[issue31815] Make itertools iterators interruptible

2018-06-23 Thread Raymond Hettinger


Raymond Hettinger  added the comment:

I don't think a new public API should be introduced.  This is at best an 
implementation detail.  

Also, I really don't want to garbage-up the inner-loop code for the itertools.  
I've spent a good deal of time micro-optimizing this code and don't want to 
throw it away for something that is of nearly zero value and imo not a real 
issue that affects real users.

Marking this a closed for now.  We can discuss it more at the sprints (Python 
3.8 is still a long way away).

--
resolution:  -> rejected
stage: patch review -> resolved
status: open -> closed

___
Python tracker 

___
___
Python-bugs-list mailing list
Unsubscribe: 
https://mail.python.org/mailman/options/python-bugs-list/archive%40mail-archive.com



[issue31815] Make itertools iterators interruptible

2018-06-23 Thread Nick Coghlan


Nick Coghlan  added the comment:

The purpose would be two-fold:

1. The presence of the `check_signals()` wrapper provides a way to more 
explicitly document that the other itertools iterators *don't* implicitly check 
for signals, so if you want to combine them with consumers that also don't 
check for signals, then you're going to need to wrap the iterator.

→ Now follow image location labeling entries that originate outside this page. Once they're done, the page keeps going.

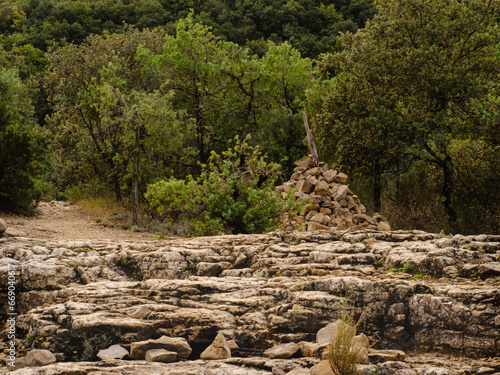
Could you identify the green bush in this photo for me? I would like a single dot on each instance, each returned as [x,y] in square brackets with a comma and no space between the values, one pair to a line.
[233,194]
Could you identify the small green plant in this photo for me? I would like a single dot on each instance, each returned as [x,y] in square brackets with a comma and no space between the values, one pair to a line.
[344,350]
[408,268]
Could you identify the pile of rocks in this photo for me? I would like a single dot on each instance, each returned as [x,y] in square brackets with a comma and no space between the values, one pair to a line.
[332,203]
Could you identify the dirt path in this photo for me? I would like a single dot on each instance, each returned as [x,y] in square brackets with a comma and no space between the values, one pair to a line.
[66,221]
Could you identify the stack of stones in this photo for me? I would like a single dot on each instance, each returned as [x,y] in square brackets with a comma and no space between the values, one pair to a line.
[331,203]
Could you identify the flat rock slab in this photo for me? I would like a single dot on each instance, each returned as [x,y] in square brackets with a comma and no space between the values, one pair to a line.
[113,352]
[178,345]
[160,355]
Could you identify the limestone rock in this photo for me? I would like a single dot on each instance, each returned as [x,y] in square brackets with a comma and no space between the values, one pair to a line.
[313,226]
[282,351]
[178,345]
[299,371]
[341,193]
[113,352]
[322,368]
[219,349]
[309,349]
[39,357]
[325,334]
[383,226]
[160,355]
[340,178]
[304,186]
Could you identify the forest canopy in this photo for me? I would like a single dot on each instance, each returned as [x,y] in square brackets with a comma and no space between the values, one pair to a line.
[111,98]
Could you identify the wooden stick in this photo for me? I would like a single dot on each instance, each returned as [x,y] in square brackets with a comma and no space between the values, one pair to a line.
[310,140]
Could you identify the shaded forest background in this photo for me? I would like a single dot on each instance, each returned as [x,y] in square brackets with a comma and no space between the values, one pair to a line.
[107,99]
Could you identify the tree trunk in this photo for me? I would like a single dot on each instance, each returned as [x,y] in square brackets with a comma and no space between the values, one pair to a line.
[377,186]
[447,166]
[116,187]
[310,140]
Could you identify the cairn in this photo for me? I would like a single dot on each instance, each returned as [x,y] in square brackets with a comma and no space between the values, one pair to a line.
[333,204]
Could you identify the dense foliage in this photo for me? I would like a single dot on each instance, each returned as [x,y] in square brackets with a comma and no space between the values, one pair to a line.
[407,93]
[110,97]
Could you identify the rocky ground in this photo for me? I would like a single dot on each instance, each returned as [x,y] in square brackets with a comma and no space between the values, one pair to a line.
[433,299]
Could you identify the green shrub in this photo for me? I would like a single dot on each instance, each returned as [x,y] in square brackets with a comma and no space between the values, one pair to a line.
[344,351]
[233,194]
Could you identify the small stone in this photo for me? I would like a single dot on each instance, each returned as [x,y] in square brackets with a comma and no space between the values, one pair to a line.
[341,193]
[311,214]
[304,186]
[113,352]
[308,349]
[39,357]
[3,226]
[329,175]
[310,207]
[341,178]
[304,162]
[160,355]
[378,356]
[299,371]
[313,226]
[314,171]
[319,218]
[282,351]
[176,344]
[232,344]
[322,368]
[325,334]
[218,349]
[322,188]
[325,211]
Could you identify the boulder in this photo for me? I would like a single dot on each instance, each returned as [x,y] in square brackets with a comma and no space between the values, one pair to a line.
[322,188]
[3,226]
[282,351]
[325,334]
[383,226]
[313,226]
[322,368]
[113,352]
[219,349]
[378,356]
[304,162]
[329,175]
[160,355]
[175,344]
[340,178]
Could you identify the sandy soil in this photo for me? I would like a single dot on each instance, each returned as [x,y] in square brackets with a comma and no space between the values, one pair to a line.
[67,221]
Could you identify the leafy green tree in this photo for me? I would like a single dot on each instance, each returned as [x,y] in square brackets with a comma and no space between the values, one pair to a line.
[87,136]
[426,64]
[234,194]
[20,147]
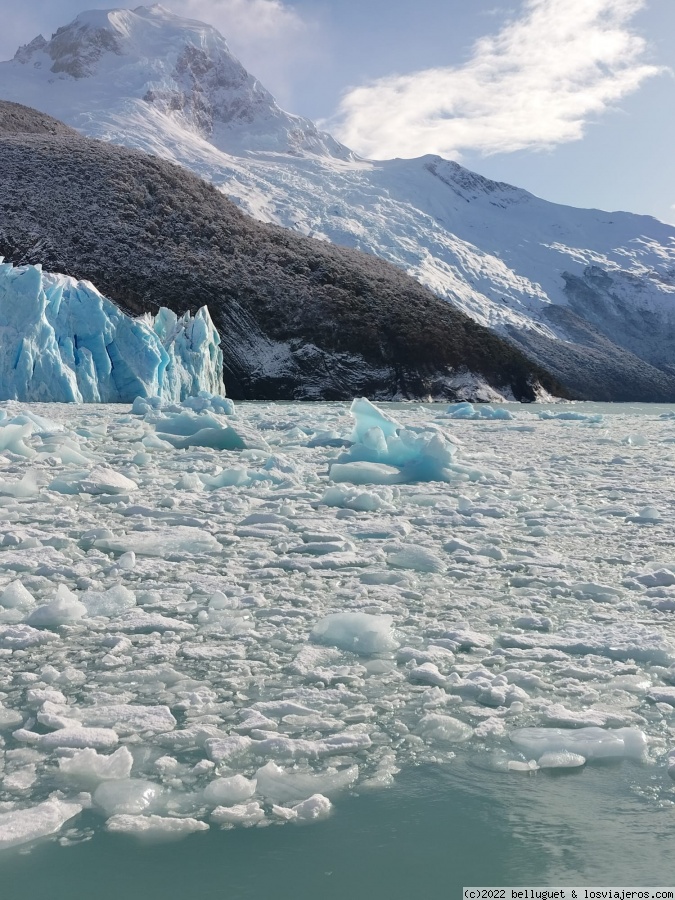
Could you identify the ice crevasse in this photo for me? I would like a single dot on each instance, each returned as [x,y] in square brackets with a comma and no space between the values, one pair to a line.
[62,341]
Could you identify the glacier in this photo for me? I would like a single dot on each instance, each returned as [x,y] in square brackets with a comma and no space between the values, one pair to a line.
[63,341]
[576,289]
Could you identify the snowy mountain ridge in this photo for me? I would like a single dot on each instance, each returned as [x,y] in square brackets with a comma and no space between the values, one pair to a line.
[580,290]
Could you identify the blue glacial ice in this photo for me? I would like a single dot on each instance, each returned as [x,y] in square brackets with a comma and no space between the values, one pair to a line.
[62,341]
[383,452]
[467,410]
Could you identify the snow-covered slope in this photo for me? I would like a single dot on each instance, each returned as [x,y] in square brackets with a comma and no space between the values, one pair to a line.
[62,341]
[579,288]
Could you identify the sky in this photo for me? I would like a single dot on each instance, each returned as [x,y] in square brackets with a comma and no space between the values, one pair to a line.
[573,100]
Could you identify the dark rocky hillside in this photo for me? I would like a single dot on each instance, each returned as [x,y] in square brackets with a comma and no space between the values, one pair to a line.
[299,318]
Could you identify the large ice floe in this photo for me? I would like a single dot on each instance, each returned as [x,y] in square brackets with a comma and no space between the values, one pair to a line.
[204,623]
[62,341]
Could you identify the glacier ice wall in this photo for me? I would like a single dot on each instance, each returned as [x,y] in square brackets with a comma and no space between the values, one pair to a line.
[63,341]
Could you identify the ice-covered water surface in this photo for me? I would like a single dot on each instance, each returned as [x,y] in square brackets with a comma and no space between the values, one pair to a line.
[202,627]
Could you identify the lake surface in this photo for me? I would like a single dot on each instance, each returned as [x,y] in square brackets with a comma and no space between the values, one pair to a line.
[199,634]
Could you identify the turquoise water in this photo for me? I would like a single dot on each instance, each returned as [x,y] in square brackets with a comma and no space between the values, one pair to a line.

2. As a helper for integration code that's dealing with consumers that don't 
check for signals, but want to make those loops interruptible. Doing that in 
Python (as in my example) is inefficient, since you end up running Python 
bytecode on every iteration, and also don't have as much control over exactly 
when the signals get checked.

Given a solution to issue 33939, I'd drop the priority on this issue to low, 
but I don't think it would make it redundant.

--

___
Python tracker 

___
___
Python-bugs-list mailing list
Unsubscribe: 
https://mail.python.org/mailman/options/python-bugs-list/archive%40mail-archive.com



[issue31815] Make itertools iterators interruptible

2018-06-23 Thread Raymond Hettinger


Raymond Hettinger  added the comment:

> What if itertools were to offer an opt-in ...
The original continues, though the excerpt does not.